Roland Gutierrez Campaign

Press Release

← Back to Press Releases

Press Contact: Jorge Vasquez
(210) 279-7147


Gutierrez says he Uvalde as sympton of a broader issue – it is a story of guns but also of rural neglect, police accountability, and more.

SAN ANTONIO, TEXAS – In the San Antonio Express-News’ profile of Senator Roland Gutierrez, Cayla Harris explores the impact that the Robb Elementary shooting had on Sen. Gutierrez. The Uvalde senator spent the hours, days, and months following the shooting as a constant presence in the small town that came to embody the neglect of Texas.

“Over the past year, Gutierrez says he has come to see Uvalde as a symptom of a broader issue — it is a story of guns, sure. But it is also a matter of rural neglect, of police accountability, of education, of mental health, of income inequality. And the bottom line is this: ‘No economic issue, no political issue matters if you don’t have your kid’,” writes Harris.
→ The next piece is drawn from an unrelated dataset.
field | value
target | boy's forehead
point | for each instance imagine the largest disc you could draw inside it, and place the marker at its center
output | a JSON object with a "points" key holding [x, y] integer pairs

The Republican neglect of Texas in Uvalde resulted in radios that didn’t work on May 24th, a Texas Department of Public Safety coverup of officers that stood by for 77 minutes during the massacre, and families of victims that have struggled to be heard. Senator Roland Gutierrez fought for transparency, accountability, and justice for the families of mass shootings.

More from the San Antonio Express-News:

  • “He was 9 months old when his mother died from an infection after a routine surgery. He doesn’t remember Diamantina Gutierrez, whose name means glitter in Spanish. But he saw the impact of her absence every day in his three older brothers’ eyes, the hurt and the anger. He internalized it. ”
  • “The scene in Uvalde was unlike anything he’d ever seen — the chaos of cop cars and ambulances with no one inside them; the journalists arriving en masse; the people who’d gathered because they still didn’t know where their kids were. He waited outside the Civic Center that night, along with parents waiting to be told that their children would never come home.”
  • “A year later, the images still play in Gutierrez’s mind on repeat — three piles of dead children, teachers’ bodies strewn on top of their students. Blood everywhere.”